Specification of running parameters of CalicoST
===============================================

Supporting reference files
--------------------------
geneticmap_file: str
    The path to genetic map file.

hgtable_file: str
    The path to the location of genes in the genome. This file should be a tab-delimited file with the following columns: gene_name, chrom, cdsStart, cdsEnd.

normalidx_file: str, optional
    The path to the file containing the indices of normal spots in the spatial transcriptomics data.
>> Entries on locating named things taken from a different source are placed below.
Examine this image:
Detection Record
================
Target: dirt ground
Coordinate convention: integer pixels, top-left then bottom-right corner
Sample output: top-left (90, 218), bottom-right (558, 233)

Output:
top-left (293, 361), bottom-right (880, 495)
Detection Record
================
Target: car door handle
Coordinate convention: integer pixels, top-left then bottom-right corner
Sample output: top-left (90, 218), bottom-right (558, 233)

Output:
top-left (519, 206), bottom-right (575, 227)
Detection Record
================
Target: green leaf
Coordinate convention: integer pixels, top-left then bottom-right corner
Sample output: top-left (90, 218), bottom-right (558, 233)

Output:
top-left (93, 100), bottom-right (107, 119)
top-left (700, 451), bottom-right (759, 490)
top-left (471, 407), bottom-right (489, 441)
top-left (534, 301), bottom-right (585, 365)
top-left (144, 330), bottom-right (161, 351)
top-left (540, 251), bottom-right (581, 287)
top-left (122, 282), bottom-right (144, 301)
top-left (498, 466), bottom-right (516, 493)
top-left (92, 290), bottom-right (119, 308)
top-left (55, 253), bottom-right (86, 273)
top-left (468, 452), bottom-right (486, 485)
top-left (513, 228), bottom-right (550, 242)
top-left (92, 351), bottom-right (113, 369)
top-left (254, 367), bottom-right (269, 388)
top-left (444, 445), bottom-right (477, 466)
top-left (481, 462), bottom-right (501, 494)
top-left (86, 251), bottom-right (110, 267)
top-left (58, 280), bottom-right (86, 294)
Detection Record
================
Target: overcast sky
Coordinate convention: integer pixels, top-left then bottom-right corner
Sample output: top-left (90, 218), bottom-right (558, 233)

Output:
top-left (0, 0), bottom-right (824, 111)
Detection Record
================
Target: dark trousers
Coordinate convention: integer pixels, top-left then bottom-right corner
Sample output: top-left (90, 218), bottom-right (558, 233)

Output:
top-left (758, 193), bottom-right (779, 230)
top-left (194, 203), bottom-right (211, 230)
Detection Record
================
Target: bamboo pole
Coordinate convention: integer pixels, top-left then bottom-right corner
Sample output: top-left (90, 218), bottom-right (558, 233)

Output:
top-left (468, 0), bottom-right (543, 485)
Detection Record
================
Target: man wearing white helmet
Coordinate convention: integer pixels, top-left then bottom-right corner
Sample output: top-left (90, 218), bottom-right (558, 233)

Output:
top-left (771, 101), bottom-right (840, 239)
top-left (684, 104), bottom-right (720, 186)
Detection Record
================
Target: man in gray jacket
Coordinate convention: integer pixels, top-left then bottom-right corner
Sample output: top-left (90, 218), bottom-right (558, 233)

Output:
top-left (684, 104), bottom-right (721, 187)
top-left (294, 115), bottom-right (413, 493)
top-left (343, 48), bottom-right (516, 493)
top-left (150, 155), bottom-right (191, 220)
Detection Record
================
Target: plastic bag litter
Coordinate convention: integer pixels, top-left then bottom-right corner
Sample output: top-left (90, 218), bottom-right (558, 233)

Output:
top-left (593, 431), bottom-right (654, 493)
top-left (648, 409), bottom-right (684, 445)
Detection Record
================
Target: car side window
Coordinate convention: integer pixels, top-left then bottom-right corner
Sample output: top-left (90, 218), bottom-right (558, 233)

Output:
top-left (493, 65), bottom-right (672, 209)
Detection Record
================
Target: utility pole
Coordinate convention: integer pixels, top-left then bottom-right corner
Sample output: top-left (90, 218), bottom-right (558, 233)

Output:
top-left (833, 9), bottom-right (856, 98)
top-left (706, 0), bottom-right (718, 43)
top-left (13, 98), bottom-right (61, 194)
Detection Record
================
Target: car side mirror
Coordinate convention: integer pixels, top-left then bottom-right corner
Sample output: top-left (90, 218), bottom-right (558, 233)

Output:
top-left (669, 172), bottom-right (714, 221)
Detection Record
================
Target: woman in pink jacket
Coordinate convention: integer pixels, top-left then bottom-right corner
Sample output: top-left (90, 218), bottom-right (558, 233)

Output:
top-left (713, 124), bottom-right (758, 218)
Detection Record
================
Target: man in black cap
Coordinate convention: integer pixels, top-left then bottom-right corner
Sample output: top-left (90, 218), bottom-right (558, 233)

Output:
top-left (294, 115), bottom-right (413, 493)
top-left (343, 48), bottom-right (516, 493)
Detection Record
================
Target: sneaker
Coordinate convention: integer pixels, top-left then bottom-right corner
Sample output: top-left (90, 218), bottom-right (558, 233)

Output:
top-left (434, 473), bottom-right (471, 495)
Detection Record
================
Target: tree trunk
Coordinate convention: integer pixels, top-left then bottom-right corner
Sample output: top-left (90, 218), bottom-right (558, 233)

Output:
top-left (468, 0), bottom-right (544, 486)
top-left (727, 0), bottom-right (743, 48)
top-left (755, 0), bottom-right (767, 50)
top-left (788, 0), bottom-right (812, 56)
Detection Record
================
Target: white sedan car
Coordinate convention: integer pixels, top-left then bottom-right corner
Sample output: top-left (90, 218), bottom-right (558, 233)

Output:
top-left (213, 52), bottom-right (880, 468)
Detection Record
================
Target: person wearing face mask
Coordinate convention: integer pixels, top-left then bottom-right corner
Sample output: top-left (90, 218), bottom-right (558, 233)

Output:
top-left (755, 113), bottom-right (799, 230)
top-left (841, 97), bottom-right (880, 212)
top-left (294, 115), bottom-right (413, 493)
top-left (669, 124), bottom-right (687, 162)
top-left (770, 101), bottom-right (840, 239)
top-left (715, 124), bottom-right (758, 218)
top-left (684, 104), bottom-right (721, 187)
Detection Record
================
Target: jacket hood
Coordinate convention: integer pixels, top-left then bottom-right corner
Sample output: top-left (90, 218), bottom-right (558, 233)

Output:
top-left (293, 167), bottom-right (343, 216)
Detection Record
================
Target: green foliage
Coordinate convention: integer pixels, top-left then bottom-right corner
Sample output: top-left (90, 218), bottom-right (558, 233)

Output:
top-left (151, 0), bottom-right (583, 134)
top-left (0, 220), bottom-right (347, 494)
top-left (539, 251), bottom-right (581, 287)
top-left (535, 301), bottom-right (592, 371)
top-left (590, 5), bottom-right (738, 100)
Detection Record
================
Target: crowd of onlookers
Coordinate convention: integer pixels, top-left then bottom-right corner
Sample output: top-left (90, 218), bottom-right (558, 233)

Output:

Each line is a single index without header.

tumorprop_file: str, optional
    The path to inferred tumor proportions per spot. This file should be a tab-delimited file with the following columns names: barcode, Tumor.

filtergenelist_file: str, optional
    The file to a list of genes to exclude from CNA inference, based on prior knowledge.

filterregion_file: str, optional
    The file to a list of genomic regions to exclude from CNA inference in BED format. E.g., HLA regions.


Phasing parameters
------------------
logphase_shift: float, optional
    Adjustment to the strength of Markov Model self-transition in phasing. The higher the value, the higher self-transition probability. Default is -2.0.

secondary_min_umi: int, optional
    The minimum UMI count a genome segment has in pseudobulk of spots in the step of genome segmentation. Default is 300.


Clone inference parameters
--------------------------
n_clones: int
    The number of clones to infer using only BAF signals. Default is 3.

n_clones_rdr: int, optional
    The number of clones to refine for each BAF-identified clone using RDR and BAF signals. Default is 2.

min_spots_per_clone: int, optional
    The minimum number of spots required to call a clone should have. Default is 100.

min_avgumi_per_clone: int, optional
    The minimum average UMI count required for a clone. Default is 10.

maxspots_pooling: int, optional
    If the UMI counts per spot are too low, CalicoST will pool this number of adjacent spots to infer the clone assignment at each HMRF step. Default is 7.

nodepotential: str, optional
    One of the following two options: "max" or "weighted_sum". "max" refers to using the MLE decoding of HMM in evaluating the probability of spots being in each clone. "weighted_sum" refers to using the full HMM posterior probabilities to evaluate the probability of spots being in each clone. Default is "weighted_sum".

spatial_weight: float, optional
    The strength of spatial coherence in HMRF. The higher the value, the stronger the spatial coherence. Default is 1.0.

construct_adjacency_method: str, optional
    Choosing from one of the two methods to construct the adjacency graph for HMRF, "hexagon" or "KNN". "hexagon" assumes the spot localization forms a hexagonal grid as in Visium platform. "KNN" assumes the spot localization is arbitrary and uses K-nearest neighbors to construct the adjacency graph. Default is "hexagon".

construct_adjacency_w: float, optional
    If using KNN to construct the adjacency matrix, CalicoST allows combining the spatial similarity with the expression similarity for the adjacency matrix. This weight, ranging between 0 and 1, specifies the weight of spatial similarity.  Default is 1.0.


CNA inference parameters
------------------------
n_states: int
    The number of allele-specific copy number states in the HMM for CNA inference.

t: float, optional
    The self-transition probability of HMM. The higher the value, the higher probability that adjacent genome segments are in the same CNA state. Default is 1-1e-5.

max_iter: int, optional
    The number of Baum-Welch steps to perform in HMM. Default is 30.

tol: float, optional
    The convergence threshold to terminate Baum-Welch steps. Default is 1e-4.


Merging clones with similar CNAs
--------------------------------
np_threshold: float, optional
    The threshold of Neyman Pearson statistics to decide two clones have distinct CNA events. The higher the value, the two clones are merged more easily. Default is 1.0.

np_eventminlen: int, optional
    The minimum number of consecutive genome segments to be considered as a CN event. Default is 10.